The bigger problem is that, as a comedyand it is a comedyVice is paced atrociously.  About twenty minutes of set-up pass with hardly any gags, then they begin to come faster, until for a solid twenty minutes toward the end of the first hour, I was becoming convinced Vice was the funniest damned thing from 2014.  Then they dry up like a desert river, dessicated by the hot air of endless talk-talk vignettes about God-knows-what.  It's not the end of all laughs, but you can't rightly call Vice "hilarious" unless you are also high.  I believe this helped a fellow in my audience.

Were one to crassly pitch Vice, one would shout "It's The Big Lebowski meets Fear and Loathing in Las Vegas!" and one would be largely accurate in terms of content.  Yet it lacks the charm, easy humor, and humane benignity of the formerwhy, the Nazis are Nazis in Vice.  As it veers more toward the latter's territory, then, it cannot commit to anything like Terry Gilliam and HST's bludgeoning slapstick, or their hallucinatory horror, or their critical nastiness.  As a document of the corrosion of the Love Generation, it's absolutely second-tier, and this is the case even with a drop-in from Benicio Del Toro himself... as an attorney, no less.  But he's not playing the Dr. Gonzo role; that is left to Josh Brolin in the film's most overtly comedic and hence best performance.  Good God, can that man eat a frozen banana.

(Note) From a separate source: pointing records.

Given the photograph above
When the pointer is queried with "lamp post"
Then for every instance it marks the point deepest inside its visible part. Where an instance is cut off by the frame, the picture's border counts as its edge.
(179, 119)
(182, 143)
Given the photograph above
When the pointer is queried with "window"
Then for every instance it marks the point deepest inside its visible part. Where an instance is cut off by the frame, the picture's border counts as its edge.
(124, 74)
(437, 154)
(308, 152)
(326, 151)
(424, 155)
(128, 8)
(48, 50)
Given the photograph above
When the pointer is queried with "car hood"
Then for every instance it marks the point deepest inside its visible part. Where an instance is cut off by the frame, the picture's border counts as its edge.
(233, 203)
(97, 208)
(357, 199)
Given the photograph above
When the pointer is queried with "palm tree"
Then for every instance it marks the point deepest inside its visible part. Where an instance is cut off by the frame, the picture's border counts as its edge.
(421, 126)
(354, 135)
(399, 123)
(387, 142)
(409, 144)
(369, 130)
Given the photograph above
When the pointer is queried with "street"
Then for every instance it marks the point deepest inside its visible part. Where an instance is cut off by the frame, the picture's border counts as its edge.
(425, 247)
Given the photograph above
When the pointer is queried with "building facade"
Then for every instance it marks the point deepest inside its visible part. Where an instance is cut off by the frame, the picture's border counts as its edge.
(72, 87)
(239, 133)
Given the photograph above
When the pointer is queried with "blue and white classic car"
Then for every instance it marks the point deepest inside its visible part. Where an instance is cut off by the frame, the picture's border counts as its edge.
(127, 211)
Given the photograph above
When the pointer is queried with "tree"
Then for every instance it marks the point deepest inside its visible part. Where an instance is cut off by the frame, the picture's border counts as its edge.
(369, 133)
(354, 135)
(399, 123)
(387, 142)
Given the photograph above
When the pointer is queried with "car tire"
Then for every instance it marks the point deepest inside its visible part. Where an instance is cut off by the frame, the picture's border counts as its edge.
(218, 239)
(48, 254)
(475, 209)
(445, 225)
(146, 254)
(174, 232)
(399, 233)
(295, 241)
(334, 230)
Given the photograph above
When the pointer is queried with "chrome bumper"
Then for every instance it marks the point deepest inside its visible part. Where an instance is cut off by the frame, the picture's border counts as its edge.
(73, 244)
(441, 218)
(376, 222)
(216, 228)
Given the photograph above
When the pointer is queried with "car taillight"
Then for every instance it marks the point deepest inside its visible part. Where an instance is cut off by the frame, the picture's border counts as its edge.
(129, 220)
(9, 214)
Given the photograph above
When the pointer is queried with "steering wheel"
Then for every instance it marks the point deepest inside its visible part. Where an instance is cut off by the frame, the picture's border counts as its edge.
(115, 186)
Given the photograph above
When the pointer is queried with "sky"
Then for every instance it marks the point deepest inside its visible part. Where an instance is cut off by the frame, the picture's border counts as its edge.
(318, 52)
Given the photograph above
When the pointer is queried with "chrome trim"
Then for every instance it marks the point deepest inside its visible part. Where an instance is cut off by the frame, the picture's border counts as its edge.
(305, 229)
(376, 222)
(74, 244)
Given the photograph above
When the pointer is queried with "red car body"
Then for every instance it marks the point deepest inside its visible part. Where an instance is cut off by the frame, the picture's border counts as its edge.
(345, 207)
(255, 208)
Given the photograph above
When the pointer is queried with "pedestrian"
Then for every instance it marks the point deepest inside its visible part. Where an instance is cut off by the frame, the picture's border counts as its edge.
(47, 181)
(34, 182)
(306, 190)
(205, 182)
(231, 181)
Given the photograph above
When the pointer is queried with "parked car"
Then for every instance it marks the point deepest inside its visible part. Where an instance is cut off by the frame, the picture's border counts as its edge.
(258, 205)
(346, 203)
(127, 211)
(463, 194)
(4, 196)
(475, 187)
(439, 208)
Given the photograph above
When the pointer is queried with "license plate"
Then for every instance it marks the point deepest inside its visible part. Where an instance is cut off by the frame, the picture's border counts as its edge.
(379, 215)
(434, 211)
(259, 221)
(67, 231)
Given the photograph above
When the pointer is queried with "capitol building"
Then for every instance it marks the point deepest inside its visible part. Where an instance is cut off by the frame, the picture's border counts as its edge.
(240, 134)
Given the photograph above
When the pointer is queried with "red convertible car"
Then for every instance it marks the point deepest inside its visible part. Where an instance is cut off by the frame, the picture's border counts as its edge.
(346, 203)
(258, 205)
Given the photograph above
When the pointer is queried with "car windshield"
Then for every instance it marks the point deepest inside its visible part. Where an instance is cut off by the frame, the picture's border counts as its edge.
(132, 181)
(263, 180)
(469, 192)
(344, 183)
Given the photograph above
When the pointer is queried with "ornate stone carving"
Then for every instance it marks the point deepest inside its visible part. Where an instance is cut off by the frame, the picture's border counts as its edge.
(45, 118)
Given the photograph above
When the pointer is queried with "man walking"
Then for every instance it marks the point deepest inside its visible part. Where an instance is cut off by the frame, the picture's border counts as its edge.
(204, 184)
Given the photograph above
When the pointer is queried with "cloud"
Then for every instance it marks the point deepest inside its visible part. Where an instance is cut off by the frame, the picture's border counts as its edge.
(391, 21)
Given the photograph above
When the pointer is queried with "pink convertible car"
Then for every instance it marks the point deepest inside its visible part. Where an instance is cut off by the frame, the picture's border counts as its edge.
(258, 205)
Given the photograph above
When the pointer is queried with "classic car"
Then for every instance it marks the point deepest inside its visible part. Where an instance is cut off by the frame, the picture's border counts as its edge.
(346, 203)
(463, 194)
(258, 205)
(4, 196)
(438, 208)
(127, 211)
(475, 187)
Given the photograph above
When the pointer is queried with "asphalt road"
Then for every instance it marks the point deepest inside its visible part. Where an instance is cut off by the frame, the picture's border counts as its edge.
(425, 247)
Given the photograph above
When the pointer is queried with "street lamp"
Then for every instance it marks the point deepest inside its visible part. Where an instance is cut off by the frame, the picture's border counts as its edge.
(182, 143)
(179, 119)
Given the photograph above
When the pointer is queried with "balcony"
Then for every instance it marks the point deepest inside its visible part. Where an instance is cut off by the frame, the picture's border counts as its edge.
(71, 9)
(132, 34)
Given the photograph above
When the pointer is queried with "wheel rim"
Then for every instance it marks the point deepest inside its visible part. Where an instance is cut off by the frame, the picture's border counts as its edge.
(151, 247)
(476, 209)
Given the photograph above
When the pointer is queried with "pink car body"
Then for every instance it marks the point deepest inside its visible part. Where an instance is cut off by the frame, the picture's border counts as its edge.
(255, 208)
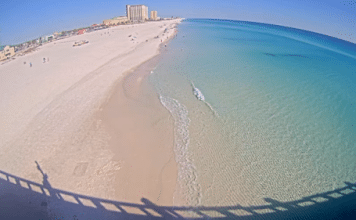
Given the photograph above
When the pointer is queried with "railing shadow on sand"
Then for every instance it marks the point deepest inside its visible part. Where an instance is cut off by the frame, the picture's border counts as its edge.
(24, 199)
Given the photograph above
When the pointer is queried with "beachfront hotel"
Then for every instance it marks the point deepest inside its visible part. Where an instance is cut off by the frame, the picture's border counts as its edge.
(7, 52)
(153, 15)
(137, 13)
(116, 20)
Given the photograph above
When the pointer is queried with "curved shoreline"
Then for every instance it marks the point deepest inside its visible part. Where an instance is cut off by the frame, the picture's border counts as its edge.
(50, 109)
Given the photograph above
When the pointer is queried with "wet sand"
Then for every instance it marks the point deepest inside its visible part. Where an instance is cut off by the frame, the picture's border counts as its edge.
(142, 140)
(89, 120)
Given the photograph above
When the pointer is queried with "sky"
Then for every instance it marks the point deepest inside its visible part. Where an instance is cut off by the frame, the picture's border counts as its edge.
(23, 20)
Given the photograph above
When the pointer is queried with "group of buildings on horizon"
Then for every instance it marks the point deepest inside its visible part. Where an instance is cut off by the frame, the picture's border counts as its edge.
(134, 14)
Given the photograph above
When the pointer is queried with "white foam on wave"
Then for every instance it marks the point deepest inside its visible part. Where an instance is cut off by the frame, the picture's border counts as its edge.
(201, 97)
(187, 174)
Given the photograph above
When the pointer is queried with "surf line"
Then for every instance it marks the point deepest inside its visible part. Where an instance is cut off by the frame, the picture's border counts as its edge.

Sadly, this is not a secret sequel to Gangster Squad, but Brolin's super-square cop/actor Bigfoot does remain a perfectly hateful foil to Doc's elevated Scooby Doo antics, and together they make an ecstatically good comic mystery-solving team.  That is probably why they're kept apart for almost all the movie: we must challenge the audience. (Or perhaps this is the fault of the source material; no matter.)

It's a disappointment, of courselike every PTA movie since Love.  But like every PTA movie since Blood, Vice is heralded strongly.  It's one of the best films of [insert year]!  It's a wholly unique [insert genre] experience!  It's neither.  It's fine; and that's fine.  I welcome Anderson back to the fold of directors I don't outrightly fear.  I wish him even better planetary alignments in his future.

Score:  5/10

4 comments:

  1. OK forget Inherent Vice for a second (as interestingly well-received as it is). Is that a Dirk Gently reference in your title? My already considerable esteem for you has risen tenfold.

    ReplyDelete
    Replies
    1. You know it, my friend! Sadly Vice is not half so endearingly wacky.

      Delete
  2. Hello I am so delighted I found your blog, I really found you by mistake, while I was looking on Yahoo for something else, anyways I am here now and would just like to say thanks for a tremendous post. Please do keep up the great work.